Strona:Kazimierz Wyka - Rzecz wyobraźni.djvu/514

Z Wikiźródeł, wolnej biblioteki
Ta strona została uwierzytelniona.

jest to pomysł — wprawdzie genialnego! — ale jednak typowego burzymurka krakowskiego.
Wyspiański słusznie walczył z krakowskimi burzymurkami, którzy w imię powietrza, wygody i nowoczesności nie szanowali swojego grodu. Niełatwo jednak ujść swojemu środowisku, nawet z nim walcząc. Bo i jemu ta krakowska namiętność także się udzieliła. Projekt nowej zabudowy Wawelu to w istocie pomysł despotycznego i fanatycznego burzymurka.
Stygmat Wyspiańskiego-plastyka na jego rodzinnym mieście bardziej się okazuje w ostatecznym rozrachunku zamierzony aniżeli wykonany. Z jednym wyjątkiem: witraże kościoła Franciszkanów. Sześć witraży otacza ołtarz główny, siódmy panuje nad wejściem do świątyni. „Stań się”, czyli Bóg Ojciec w sekundzie creatio mundi ex nihilo u wstępu w mury franciszkańskiego kościoła. Święty Franciszek, błogosławiona Salomea, cztery żywioły: ogień, powietrze, woda, ziemia.
W sztuce nowoczesnego witrażu polskiego oznaczały te okna przełom i chyba nadal emanuje z nich siła nowatorska. Porównania z Józefem Mehofferem i jego sztuką witrażu o tyle kuleją, że jego wspaniałe okna do katedry we Fryburgu szwajcarskim to dzieło i fresk całego życia tego twórcy. W ich układzie i przemianach koncepcji wypowiedział Mehoffer całą swoją biografię artystyczną. Był konserwatywny, uparty, pracował na długim oddechu. Zaś Wyspiański także i w witrażu okazał się despotą wobec prawideł tej gałęzi sztuki. Lekceważył odziedziczone po przeszłości moduły, sięgał po wyobrażenia generalne — cztery żywioły! — nie dające się wypowiedzieć ilustracyjną fabułą i anegdotą. Stawał w oknie kościelnym na samej granicy miękkiej abstrakcji kolorystycznej. Jeżeli przesłonić twarz Boga Ojca, cała ogromna kompozycja to wielkie języki kolorów, krawaty, jak dowcipnie o nich mówili malarze.

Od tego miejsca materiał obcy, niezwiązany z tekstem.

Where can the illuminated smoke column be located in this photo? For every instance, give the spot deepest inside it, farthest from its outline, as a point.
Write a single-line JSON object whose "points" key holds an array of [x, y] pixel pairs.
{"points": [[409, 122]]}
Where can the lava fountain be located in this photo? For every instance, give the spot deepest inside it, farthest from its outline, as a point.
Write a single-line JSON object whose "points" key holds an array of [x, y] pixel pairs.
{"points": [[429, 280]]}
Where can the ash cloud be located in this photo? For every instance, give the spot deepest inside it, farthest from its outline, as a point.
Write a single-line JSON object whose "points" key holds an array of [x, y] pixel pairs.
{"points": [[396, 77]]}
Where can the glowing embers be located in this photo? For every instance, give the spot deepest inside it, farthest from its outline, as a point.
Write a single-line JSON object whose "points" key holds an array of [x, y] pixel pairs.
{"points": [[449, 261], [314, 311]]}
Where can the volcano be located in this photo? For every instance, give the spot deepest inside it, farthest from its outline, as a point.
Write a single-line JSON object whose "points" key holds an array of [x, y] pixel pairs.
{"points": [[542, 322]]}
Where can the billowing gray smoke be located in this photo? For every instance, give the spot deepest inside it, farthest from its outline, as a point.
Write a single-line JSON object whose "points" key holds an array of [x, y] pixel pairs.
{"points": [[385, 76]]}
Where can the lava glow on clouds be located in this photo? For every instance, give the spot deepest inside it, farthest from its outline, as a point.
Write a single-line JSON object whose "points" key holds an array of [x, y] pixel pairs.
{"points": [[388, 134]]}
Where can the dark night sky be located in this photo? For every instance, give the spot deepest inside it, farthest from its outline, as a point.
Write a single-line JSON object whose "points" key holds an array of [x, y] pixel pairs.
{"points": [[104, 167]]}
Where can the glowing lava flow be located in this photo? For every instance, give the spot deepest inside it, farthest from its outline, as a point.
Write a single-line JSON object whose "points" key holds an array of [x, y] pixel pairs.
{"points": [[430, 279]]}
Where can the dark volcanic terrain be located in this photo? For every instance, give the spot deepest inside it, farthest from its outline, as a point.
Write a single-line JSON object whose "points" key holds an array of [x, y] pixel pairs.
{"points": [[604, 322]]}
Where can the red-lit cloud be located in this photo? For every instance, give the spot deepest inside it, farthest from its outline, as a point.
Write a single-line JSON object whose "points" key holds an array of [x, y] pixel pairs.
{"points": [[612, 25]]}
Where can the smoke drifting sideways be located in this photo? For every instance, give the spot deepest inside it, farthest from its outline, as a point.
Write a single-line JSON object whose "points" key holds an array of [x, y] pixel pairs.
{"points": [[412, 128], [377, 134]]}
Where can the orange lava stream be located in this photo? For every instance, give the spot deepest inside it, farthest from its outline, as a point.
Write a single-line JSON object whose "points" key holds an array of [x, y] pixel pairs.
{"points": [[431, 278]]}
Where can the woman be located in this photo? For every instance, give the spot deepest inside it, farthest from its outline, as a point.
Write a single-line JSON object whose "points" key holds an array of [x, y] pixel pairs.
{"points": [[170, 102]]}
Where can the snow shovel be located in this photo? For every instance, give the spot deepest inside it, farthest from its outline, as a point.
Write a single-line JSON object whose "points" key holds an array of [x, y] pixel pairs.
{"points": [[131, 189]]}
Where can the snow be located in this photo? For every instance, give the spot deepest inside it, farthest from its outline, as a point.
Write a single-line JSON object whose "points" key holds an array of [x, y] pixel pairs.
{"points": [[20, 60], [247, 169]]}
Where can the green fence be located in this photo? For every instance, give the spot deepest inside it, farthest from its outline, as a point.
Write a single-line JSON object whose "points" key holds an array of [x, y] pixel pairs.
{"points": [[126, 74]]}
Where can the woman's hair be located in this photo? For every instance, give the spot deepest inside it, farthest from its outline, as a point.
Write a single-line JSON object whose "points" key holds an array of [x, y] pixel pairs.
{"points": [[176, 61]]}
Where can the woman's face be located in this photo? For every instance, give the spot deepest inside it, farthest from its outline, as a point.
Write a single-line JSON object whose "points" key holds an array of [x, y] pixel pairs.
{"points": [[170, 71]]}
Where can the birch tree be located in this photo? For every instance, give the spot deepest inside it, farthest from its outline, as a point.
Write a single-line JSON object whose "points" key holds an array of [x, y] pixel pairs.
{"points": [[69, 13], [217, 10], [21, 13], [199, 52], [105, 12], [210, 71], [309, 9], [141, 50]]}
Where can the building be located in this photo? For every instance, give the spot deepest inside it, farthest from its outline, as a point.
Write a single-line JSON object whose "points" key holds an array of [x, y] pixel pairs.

Na zakończenie wędrówki z Wyspiańskim jako plastykiem krakowskim wyjdźmy z kościoła Franciszkanów. Napotkamy zabawny i w jego duchu paradoks, iście krakowski, że z sali ślubów cywilnych w Pałacu Larischa, za jej oknami, widać głównie franciszkańskie witraże. Od ich zewnętrznego rewersu zgaszone i przyćmione, osłonięte siatką ochronną. Obok pomnik Józefa Dietla, dzieło Xawerego Dunikowskiego. Według krakowskiego powiedzenia jest to profesor-balneolog i prezydent miasta przed kolejnym wyjazdem do Krynicy, dlatego taki opasły.